Dette du Sénégal : Diomaye Faye veut rassurer

Un héritage budgétaire que le pouvoir qualifie de « catastrophique »

À Dakar, le 2 mai 2026, Bassirou Diomaye Faye a pris la parole pour apaiser citoyens et partenaires. Le président sénégalais entendait répondre à une inquiétude grandissante autour de la santé financière du pays.

Le contexte est lourd. Un audit de la Cour des comptes a mis au jour une dette restée dissimulée, estimée à 4 500 milliards de francs CFA et contractée entre 2019 et 2024 (Africa24). Une révélation aux conséquences immédiates.

Cette découverte a fait bondir l’endettement public dans une fourchette située entre 100 et 132 % du produit intérieur brut. Un niveau qui place la première économie de la sous-région devant un défi de gouvernance considérable.

La suspension du FMI au cœur des tensions

La réaction des bailleurs n’a pas tardé. Le Fonds monétaire international a suspendu un programme de financement de 1,8 milliard de dollars, fragilisant l’équilibre budgétaire d’un État déjà sous pression.

Face à cette situation, le chef de l’État a refusé l’idée d’une rupture définitive. « Les discussions se poursuivent », a-t-il insisté, soulignant que le Fonds « ne peut valider des comptes avec des données erronées » (Africa24).

Cette nuance compte. Elle déplace le débat : il ne s’agirait pas d’une défiance envers Dakar, mais d’une exigence de fiabilité comptable, condition préalable à la reprise d’un dialogue technique entre les deux parties.

Un discours de fermeté assumée

Le ton présidentiel s’est voulu confiant, presque solennel. « Le pays est entre de bonnes mains », a affirmé Bassirou Diomaye Faye, vantant la « compétence » et « l’ingénierie politique » dont ferait preuve son gouvernement (Africa24).

Derrière la formule, une stratégie de communication assumée.
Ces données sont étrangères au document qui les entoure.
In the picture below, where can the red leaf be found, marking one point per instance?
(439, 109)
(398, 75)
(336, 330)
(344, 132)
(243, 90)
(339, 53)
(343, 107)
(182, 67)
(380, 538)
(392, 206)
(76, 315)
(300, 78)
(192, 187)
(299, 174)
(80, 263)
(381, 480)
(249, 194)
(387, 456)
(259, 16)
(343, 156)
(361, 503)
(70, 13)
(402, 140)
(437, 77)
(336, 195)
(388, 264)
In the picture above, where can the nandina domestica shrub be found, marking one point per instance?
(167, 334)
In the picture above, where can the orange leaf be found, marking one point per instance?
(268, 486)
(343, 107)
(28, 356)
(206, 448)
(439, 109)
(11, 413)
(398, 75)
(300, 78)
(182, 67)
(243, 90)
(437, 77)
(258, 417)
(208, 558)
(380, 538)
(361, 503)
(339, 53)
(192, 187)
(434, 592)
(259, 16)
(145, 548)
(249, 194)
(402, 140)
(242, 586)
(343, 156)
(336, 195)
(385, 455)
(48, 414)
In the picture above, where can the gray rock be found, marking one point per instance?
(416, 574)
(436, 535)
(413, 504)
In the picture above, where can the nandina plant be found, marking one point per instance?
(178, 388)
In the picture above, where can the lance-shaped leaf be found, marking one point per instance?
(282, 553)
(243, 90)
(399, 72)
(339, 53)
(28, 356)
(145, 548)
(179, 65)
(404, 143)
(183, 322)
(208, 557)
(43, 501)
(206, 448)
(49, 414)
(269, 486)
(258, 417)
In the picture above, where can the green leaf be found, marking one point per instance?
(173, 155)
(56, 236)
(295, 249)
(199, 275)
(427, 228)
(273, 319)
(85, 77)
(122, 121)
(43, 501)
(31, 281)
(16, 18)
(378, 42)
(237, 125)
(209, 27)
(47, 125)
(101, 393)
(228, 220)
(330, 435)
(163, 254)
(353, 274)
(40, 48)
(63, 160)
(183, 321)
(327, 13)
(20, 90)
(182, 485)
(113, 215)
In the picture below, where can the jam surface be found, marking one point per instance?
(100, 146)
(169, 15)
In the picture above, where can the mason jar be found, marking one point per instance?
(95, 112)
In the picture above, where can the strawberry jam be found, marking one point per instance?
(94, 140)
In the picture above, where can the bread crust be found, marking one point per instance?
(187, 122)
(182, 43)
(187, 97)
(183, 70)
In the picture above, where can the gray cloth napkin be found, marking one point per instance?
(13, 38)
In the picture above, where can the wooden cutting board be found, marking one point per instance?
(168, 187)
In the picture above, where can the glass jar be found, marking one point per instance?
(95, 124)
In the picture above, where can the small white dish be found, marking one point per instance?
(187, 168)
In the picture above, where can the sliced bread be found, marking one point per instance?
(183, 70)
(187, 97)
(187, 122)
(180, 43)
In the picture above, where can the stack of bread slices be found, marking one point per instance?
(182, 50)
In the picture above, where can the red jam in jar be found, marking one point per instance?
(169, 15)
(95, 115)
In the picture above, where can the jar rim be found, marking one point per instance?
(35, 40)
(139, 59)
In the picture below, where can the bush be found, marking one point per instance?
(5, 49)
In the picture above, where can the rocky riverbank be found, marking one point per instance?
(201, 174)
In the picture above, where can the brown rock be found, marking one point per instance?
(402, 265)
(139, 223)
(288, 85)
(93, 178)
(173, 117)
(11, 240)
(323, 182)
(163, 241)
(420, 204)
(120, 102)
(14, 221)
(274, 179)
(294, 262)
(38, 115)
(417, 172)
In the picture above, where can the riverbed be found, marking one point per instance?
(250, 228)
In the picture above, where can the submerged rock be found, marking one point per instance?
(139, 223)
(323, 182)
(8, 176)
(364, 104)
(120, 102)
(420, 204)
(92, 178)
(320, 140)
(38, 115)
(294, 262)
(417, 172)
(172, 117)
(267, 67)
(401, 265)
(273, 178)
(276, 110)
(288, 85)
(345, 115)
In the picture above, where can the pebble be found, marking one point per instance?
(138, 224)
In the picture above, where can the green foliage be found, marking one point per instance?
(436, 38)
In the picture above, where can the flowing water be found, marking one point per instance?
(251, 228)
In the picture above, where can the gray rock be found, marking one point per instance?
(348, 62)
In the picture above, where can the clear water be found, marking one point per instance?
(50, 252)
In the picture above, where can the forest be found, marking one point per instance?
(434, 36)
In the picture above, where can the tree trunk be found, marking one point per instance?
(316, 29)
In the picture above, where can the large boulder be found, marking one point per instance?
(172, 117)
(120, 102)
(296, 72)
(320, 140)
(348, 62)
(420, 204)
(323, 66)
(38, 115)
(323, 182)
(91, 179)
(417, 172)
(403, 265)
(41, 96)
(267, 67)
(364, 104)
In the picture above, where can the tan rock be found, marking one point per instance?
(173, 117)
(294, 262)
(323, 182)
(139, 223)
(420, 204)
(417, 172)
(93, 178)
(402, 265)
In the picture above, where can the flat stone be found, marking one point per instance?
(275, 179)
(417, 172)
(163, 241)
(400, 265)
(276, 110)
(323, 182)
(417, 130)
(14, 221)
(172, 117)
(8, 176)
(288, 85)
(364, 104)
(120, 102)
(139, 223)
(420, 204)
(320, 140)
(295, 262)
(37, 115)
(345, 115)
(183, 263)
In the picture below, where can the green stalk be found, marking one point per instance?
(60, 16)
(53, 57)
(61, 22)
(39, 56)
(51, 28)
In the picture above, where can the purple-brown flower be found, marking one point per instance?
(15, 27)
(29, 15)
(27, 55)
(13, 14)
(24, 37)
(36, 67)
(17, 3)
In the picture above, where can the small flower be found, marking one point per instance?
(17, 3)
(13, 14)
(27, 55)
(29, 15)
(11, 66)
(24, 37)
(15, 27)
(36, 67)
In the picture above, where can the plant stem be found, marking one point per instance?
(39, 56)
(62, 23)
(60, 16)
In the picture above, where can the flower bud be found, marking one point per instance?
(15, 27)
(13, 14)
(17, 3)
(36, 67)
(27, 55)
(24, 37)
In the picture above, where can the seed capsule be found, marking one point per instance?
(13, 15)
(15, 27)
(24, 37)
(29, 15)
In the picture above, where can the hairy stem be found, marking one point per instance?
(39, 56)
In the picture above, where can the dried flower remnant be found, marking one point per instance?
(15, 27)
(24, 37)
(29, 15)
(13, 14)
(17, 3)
Le président cherche à transformer une crainte collective en démonstration de maîtrise, en s’adressant autant aux marchés qu’à l’opinion intérieure.

Cette posture s’inscrit dans un récit politique plus large. Celui d’une équipe arrivée au pouvoir en 2024 et qui revendique une rupture nette avec les pratiques de gestion héritées de la période précédente.

Le choix revendiqué de la transparence

L’argument central du gouvernement repose sur un geste fort. Dès son installation, il a rendu publics les résultats de l’audit, présentant cette ouverture comme un acte fondateur plutôt que comme un aveu de faiblesse.

Ce parti pris est érigé en méthode. Les autorités affirment avoir fait de la transparence le socle d’une gestion publique orthodoxe et d’une lutte affichée contre la corruption, deux promesses portées durant la campagne.

La démarche n’est pas sans risque. Exposer une dette cachée, c’est s’obliger à des comptes scrutés de près, par les institutions financières comme par une société civile attentive aux promesses tenues.

Protéger le pouvoir d’achat dans la tourmente

Au-delà des grands équilibres, le quotidien des ménages demeure une préoccupation centrale. Le gouvernement a engagé des mesures de stabilisation des prix, destinées à préserver le pouvoir d’achat dans un climat économique tendu.

Ce volet social n’a rien d’accessoire. Dans un pays jeune, où une large part de la population vit avec des marges étroites, la maîtrise du coût de la vie pèse autant que les négociations internationales.

Pour de nombreuses femmes, cheffes de famille, entrepreneuses ou cadres, ces arbitrages budgétaires ne sont pas abstraits. Ils déterminent la capacité à faire tourner un foyer, une activité ou un projet professionnel au fil des mois.

Une crédibilité économique en jeu

L’enjeu dépasse les frontières sénégalaises. La manière dont Dakar gérera ce passif déterminera sa crédibilité auprès des investisseurs et sa marge de manœuvre pour financer ses ambitions de développement.

Le rétablissement du dialogue avec le FMI apparaît dès lors comme un test décisif. Il mesurera la capacité du nouveau pouvoir à concilier transparence revendiquée et stabilité financière attendue par ses partenaires.

Pour l’heure, le président a choisi le registre de la confiance. Reste à transformer le discours en résultats tangibles, seuls capables de convaincre durablement marchés, bailleurs et citoyens d’une trajectoire maîtrisée.

L’audit aura au moins eu un mérite : poser les chiffres sur la table. Sur cette base assumée, le Sénégal joue désormais une partie où la rigueur affichée devra se traduire en actes concrets et vérifiables.